Both in crosses among themselves and with cultivars, recurrent flowering will be preserved. However, as selections are not yet homozygous for moss, populations will always segregate, the ratios depending on the progenitor being simplexes or duplexes, and whether inbreeding or outbreeding is carried out. When rapid improvement is aimed at, outbreeding with desirable cultivars should be preferred rather than inbreeding with Mosses

Summary

In F1- and F2-crosses between 5 tetraploid (2n = 4x = 28), recurrent flowering non-moss Hybrid Tea rose cul- tivars and tetraploid, non-recurrent flowering Moss rose cultivars, inheritance of the recurrent flowering (r) and moss (M) characters were studied.

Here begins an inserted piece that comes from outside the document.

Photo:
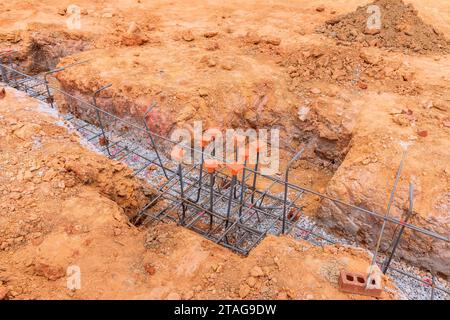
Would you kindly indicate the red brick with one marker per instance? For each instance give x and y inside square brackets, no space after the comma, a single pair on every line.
[352,282]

Like in the roses studied previously, recurrent flowering is controlled by a single recessive gene r. Moss is controlled by a single dominant gene M; in the ancient Cabbage roses this gene arose as a rare, dominant mutation. The Moss cultivars 'Marie de Blois', 'Herman Kegel', 'William Lobb', and 'Salet' are triplexes for R and simplexes for M. Breeding with Moss roses is discussed.